Other Enterprise Vendors
Darktrace and Kaspersky are being moved into the Enterprise Vendor category. Kaspersky is by far the more active and successful of the two. We previously had Kaspersky in Tier 2. While my visibility is limited, they are likely dominating sales to the Russian team from a cyber nationalism perspective. Kaspersky’s ICS talent and ICS-CERT is impressive, and their product strategy makes sense. Much like Tenable, it is an enterprise security vendor extending their expertise, products and services into OT.
Tier 3
With acquisitions basically wiping out Tier 2, there is an opportunity for Tier 3 vendors to move up. To be the companies that will be the next acquisition targets for those that want technology at a lower price rather than pay more for a Tier 1 brand and installed base.

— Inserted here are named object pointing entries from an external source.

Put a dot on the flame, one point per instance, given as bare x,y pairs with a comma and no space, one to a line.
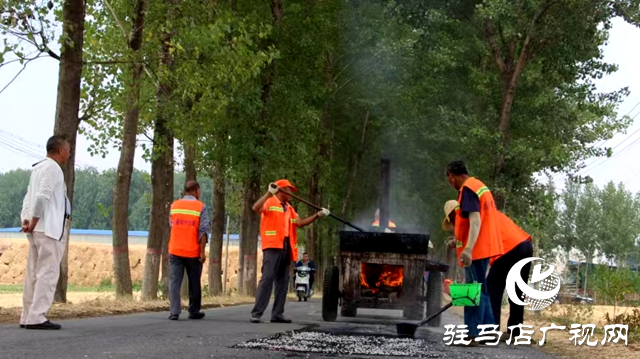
389,276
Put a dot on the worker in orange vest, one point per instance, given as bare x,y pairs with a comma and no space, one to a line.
478,239
376,223
278,225
517,246
189,235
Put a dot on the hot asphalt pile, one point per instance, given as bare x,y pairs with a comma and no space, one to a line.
313,342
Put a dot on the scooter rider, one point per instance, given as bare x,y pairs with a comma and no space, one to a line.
305,261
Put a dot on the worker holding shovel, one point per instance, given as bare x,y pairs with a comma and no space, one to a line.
477,239
517,246
278,225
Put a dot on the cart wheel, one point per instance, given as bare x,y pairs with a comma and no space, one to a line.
330,294
434,297
348,309
414,311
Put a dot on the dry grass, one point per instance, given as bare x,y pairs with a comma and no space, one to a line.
91,264
558,342
105,306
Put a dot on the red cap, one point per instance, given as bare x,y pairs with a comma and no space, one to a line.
285,183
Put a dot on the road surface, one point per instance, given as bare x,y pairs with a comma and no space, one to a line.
152,335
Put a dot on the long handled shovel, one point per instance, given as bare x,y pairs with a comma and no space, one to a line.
319,209
408,330
462,295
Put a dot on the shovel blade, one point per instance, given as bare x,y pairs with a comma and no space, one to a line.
406,330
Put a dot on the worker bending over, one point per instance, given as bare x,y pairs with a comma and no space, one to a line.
278,225
517,246
477,239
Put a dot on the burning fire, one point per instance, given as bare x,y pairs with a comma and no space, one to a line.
382,275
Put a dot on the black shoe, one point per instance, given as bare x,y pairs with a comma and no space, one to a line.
196,315
46,325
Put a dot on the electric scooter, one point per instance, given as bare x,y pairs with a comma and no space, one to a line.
303,290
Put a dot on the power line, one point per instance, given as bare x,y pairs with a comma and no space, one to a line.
632,144
587,167
21,146
590,168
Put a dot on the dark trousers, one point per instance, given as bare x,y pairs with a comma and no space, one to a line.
482,314
177,266
276,264
497,281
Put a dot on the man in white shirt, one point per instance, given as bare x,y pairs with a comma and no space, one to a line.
45,216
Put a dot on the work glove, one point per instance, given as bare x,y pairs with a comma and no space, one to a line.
324,213
451,242
273,188
466,257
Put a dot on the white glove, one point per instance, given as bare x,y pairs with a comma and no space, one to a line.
273,188
465,256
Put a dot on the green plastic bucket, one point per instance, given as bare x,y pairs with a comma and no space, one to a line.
465,294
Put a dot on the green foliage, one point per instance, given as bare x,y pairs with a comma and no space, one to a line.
93,198
613,284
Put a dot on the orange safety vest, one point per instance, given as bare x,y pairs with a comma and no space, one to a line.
377,224
489,243
511,234
185,224
273,226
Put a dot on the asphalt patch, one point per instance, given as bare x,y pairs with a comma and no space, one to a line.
343,344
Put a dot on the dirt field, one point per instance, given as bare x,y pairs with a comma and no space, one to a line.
106,305
91,264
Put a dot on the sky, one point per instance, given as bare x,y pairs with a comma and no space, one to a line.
27,115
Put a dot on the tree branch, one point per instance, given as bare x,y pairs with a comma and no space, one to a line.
497,55
52,54
524,53
15,77
353,78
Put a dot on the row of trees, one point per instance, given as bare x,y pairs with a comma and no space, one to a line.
94,191
317,91
583,218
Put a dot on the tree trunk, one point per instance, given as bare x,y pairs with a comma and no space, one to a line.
311,232
121,265
67,108
356,163
249,234
162,168
190,162
217,230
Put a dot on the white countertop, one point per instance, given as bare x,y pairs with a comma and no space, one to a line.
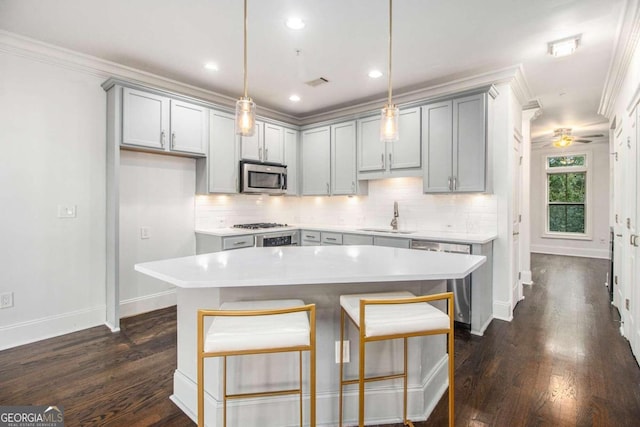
439,236
295,265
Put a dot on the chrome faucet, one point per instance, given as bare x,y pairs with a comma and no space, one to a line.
394,221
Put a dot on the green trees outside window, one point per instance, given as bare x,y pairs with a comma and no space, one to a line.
566,194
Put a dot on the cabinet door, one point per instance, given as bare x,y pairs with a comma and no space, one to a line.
316,144
343,158
291,160
223,161
469,143
252,145
145,119
273,144
437,147
405,153
371,151
189,127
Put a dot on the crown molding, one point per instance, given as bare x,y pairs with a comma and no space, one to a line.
26,47
626,44
44,52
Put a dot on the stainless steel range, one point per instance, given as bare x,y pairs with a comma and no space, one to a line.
272,238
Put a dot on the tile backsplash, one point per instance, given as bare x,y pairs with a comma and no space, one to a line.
472,213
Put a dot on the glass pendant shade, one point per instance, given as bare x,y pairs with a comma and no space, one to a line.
245,116
389,123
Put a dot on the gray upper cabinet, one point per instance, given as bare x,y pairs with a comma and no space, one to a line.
377,159
218,173
266,144
316,161
152,121
291,154
455,145
343,159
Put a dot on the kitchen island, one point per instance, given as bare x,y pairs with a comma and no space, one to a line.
318,274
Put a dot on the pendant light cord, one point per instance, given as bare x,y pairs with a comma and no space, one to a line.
245,49
390,32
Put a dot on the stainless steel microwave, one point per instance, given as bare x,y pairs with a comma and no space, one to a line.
263,178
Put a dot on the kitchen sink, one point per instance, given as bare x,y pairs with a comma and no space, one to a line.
387,230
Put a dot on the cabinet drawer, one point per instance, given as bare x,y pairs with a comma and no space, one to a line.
310,236
237,242
331,238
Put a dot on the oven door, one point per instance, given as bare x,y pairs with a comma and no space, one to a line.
263,178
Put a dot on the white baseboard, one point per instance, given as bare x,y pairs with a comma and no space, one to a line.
502,311
384,404
568,251
147,303
51,326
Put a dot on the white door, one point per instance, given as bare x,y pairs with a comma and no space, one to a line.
516,294
189,127
145,119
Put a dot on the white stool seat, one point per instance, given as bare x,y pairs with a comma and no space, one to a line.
238,333
391,319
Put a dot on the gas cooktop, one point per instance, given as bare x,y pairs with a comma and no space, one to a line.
259,225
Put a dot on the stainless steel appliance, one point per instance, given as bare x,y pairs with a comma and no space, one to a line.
262,178
279,238
461,288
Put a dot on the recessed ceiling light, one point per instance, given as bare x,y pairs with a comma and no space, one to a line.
295,23
211,66
564,47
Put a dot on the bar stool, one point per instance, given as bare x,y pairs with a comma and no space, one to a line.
391,315
258,327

However you will see that Tier 3 has shrunk dramatically. SCADAfence has the best chance of the dwindling Tier 3 vendors to move into Tier 2 and be acquired. Aperio’s technical approach is different and places them as a potential acquisition candidate for an ICS cloud-based analytics company, or even OSIsoft.
- Fortiphyd Logic – Georgia Tech spinoff late to the game unlikely to make progress on the passive network side. More interesting for the Level 1 endpoint protection.
- GE – Their OpShield product has the best support for the GE Mark VIe and Bently Nevada products. The real potential win for GE is recurring services monitoring OpShield for their customers, and eventual integration with Digital Ghost. Not a player in non-GE environments.
- Honeywell – There hasn’t been much visible progress on ICS Shield since it was acquired with NextNine. Honeywell customers that do what Honeywell says are the likely market for this product, or, more likely, the Honeywell managed services.
- Rhebo – Remains a small player out of Germany. May have some customers or even a strong presence in German speaking markets (admittedly a blind spot for me). Expect them to stay in Tier 3 or give up on this product.
- SCADAfence – Based on demos (have not seen them in a pilot) the product is sufficient to move up. Market presence has them still in Tier 3, although Tier 2 vacuum may suck them up a tier. Pre-COVID they likely faced having another funding round or getting acquired in 2020, similar to the SecurityMatters and Sentryo decisions.
Process Variable Anomaly Detection
I’m a believer in the potential of process variable anomaly detection, especially when it is leveraging a digital twin similar to GE’s Digital Ghost. The idea of deploying a second monitoring network at Level 0/1 is unlikely to be widely accepted, and is why Mission Secure and Sigasec’s product strategy limits their growth potential.
- Aperio Systems – Uses data from historians as input to their machine learning algorithms. This is the future – but how far in the future? Next round of funding would indicate potential. They also are the most likely candidate to be acquired of the three in this niche.
- Mission Secure – They offer, but are not a serious competitor, in the passive monitoring of ICS Ethernet networks. There MSi Sentinel is monitoring Level 0/1 to identify process variable anomalies. Last raised money, $8M, in October 2018.
- Sigasec – There offering monitors Level 0/1 similar the MSi Sentinel. Next round of funding will be an indicator they have potential to be more than Tier 3.
Out
Some companies drop off the Tier 3 list.
- Bayshore Networks – really never belonged in this category. They do have a broad line of ICS protection products.
- Cyberbit – pivoted from OT security to “cyber ranges” for training and awareness.
- Darktrace – Moved to enterprise category. Has performed poorly in ICS focused RFP’s. Perhaps should be removed entirely, but will leave on for now.
- IronNet – Similar to Darktrace focused on enterprise. Made some noise that they were pursuing OT. Has not happened so dropping from the list.
- Videc – Still on their website, but no new releases announced, content or other activity seen on their IRMA product.